In my first year as the director of the Performing Arts Program of the Japan Society which was my title from 1958 on, I brought the purest forms of traditional classical Japanese performance to the U.S. However, at one point, I felt I was showing a skewered picture of Japan - the Japan which was producing Toyotas, Hondas, Sony Walkman, etc. This Japan was also producing contemporary music and dance, and theatre. I was not going to present such art unless it was of high standard and could compete with American and European offerings, and the Japanese in fact, had such innovative art. The first Japanese contemporary dancer I presented in the 1970's was Saeko Ichinohe, who has some of Japan's traditional devices in her movement vocabulary, but her dance is really contemporary. In Japan she studied with Ishii Baku, a student of the German dancer Mary Wigman. In the United States, she studied at Julliard with the great Antony Tudor. You will now see Saeko Ichinohe in "Fire-Eating Bird".
The theatrical troupe Kazenoko, Children of the Wind, was created right after the bombing of Hiroshima during World War II. Performed by professional dancer/actors, the troupe toured schools in Japan telling stories and Japanese legends, as well as showing traditional Japanese games which were becoming only memories. They use the simplest of prop: sticks, hoops, ropes and origami - Japanese paper folded into stylized animals, alphabetical letters, the sun, flowers, etc. In their repertoire they also include Western folk tales such as "The Ugly Duckling" which you will see now.
Fall comes, the ugly ducking has become a lovely swan and goes swimming in a lake represented by a blue ribbon. His real mother, the big white swan who had left him in the duck's nest watches him from the sky; when another bird comes, too, the swan leaves the ugly ducking. The ugly duckling cries.

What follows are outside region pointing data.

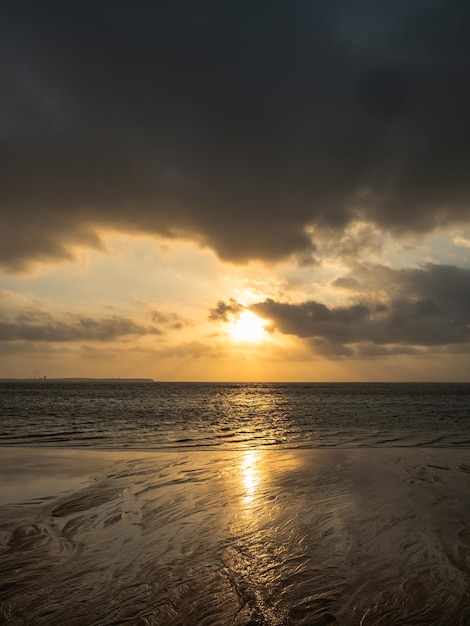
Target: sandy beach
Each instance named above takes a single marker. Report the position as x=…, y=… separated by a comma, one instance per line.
x=363, y=536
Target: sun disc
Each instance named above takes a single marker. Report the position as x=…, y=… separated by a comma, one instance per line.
x=248, y=327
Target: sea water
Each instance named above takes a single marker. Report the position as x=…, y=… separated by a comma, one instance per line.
x=241, y=504
x=164, y=416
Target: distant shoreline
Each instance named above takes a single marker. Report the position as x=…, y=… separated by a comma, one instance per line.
x=76, y=380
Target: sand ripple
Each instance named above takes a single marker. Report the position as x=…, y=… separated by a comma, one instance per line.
x=359, y=537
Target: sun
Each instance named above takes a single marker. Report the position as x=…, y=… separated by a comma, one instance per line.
x=248, y=327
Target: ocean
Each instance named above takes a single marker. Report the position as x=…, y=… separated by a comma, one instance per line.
x=155, y=504
x=163, y=416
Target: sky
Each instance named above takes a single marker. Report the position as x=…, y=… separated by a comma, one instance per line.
x=235, y=191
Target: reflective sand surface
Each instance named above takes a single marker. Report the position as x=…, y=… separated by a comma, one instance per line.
x=255, y=537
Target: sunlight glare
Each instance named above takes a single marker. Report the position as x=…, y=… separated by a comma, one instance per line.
x=248, y=327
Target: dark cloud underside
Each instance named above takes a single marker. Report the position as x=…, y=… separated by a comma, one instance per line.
x=235, y=124
x=423, y=308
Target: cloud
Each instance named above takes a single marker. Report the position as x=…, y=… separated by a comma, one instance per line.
x=241, y=127
x=223, y=311
x=410, y=310
x=21, y=321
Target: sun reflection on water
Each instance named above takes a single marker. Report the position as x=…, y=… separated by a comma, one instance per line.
x=250, y=474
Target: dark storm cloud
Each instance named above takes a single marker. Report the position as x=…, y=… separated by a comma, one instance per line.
x=416, y=308
x=235, y=124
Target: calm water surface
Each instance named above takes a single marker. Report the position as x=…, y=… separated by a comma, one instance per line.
x=233, y=416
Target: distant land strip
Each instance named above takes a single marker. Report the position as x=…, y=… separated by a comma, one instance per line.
x=77, y=380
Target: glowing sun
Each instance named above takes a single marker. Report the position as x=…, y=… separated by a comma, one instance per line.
x=248, y=327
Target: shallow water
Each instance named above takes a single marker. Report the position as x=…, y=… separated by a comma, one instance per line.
x=351, y=537
x=234, y=416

The Japanese, not to be outdone by the American avant-garde, really plunged into this movement in the 1960's. In the U.S., Japanese performers were at the vanguard of the avant-garde, and their counterparts in Japan surged ahead with the butoh movement which became very popular in France and then in the U.S. The butoh dancers painted their faces and bodies with white chalk, hung from ropes, writhed in unusual movements, and some audiences felt that they just wanted to "epater le bourgeois" (shock the bourgeois). Be that as it may, the most famous group in the 80's and 90's was Sankai Juku, and it traveled all over the world. One of the founders of this movement was Kazuo Ohno. He had two disciples in Tokyo, the husband-and-wife team Eiko and Koma, who went beyond the butoh movement and created something completely original, completely their own. It is hard to describe what they do. They seem to be elements of nature and move to their own natural clock - very slow-moving, very intense, in an outer-worldly fashion. I was fortunate enough to be their first presenter in the United States in the 1970's. They have since gotten many prizes here including the so-called genius award which the MacArthur Foundation provides to outstanding artists. You shall now see "By the River" by Eiko and Koma.